CBG has been found to activate certain receptors and block other cannabinoids’ effects. For example, cannabigerol counter-acts certain effects of THC in the brain, and it has also been found to enhance specific pain-relieving effects that come with it. 

This enhancing feature that CBG has on other cannabinoids is commonly known as the “entourage effect“.

Some studies have shown that cannabigerol on its own may help with the negative effects of disorders like colitis, neurodegeneration, cancer, glaucoma, and inflammation. It has also been found to be helpful with muscle relaxation, tension relief, providing a calming sensation, and being rich in antibacterial properties.

We need to be clear that there isn’t any conclusive evidence proving that cannabigerol actually helps with this. To treat any type of ailment, you should consult your physician and follow their instructions. 

There are still plenty of studies that need to happen before any of these benefits can be claimed unequivocally. There haven’t been any officially recorded side-effects to CBG, but then again, you’re better off consulting and following the advice of your doctor.

If you have read about cannabis benefits before, many of these could sound mighty similar to those attributed to CBD specifically. So let’s clear the air and understand the main differences between both components.

CBD vs CBG

CBD oil

With the research results available to us today, we know most of the benefits attributed to CBD, but we are just scratching the surface with the information on CBG.

This makes it hard to understand the main differences between the two of them in terms of benefits. What is very clear is the difference in terms of chemical properties. 

As mentioned before, cannabigerol is used as a precursor in the production of CBD. Because of this, and contrary to CBD, it’s harder to find CBG in large quantities as it usually changes to create other compounds.

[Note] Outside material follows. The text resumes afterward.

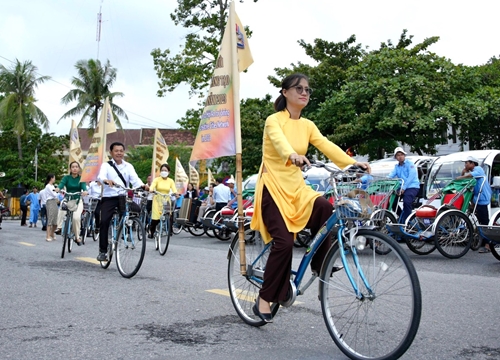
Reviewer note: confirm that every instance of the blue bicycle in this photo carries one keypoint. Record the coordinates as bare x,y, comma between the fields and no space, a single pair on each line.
371,300
70,205
163,230
126,238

Both compounds are non-intoxicating and their effects on the brain are often used to counteract the effects of psychoactive components like THC. Studies have shown that CBD blocks or reduces the effects of THC on the brain. This is also a commonality with CBG.

Even though both components may alter your state of mind, there is no “high” associated with this action. Which means you can take both CBD and CBG without the fear of impairing mental clarity.

CBG – Worth Giving a Shot?

CBG, or cannabigerol, is a naturally occurring component of the cannabis plant. 

Unlike other plant components such as THC and CBD, CBG can be produced without external stimuli like heat, pressure, or exposure to alkaline substances. It is also considered a precursor to more popular cannabinoids like THC and CBD.

CBG studies are scarce and inconclusive to date. Still, the little information available has shown positive effects of CBG on the body, including reducing muscle soreness, tension, and bowel inflammation, just to name a few. 

If you don’t know much about CBG, we strongly encourage you to ask your physician, try it out, and see if it works for you!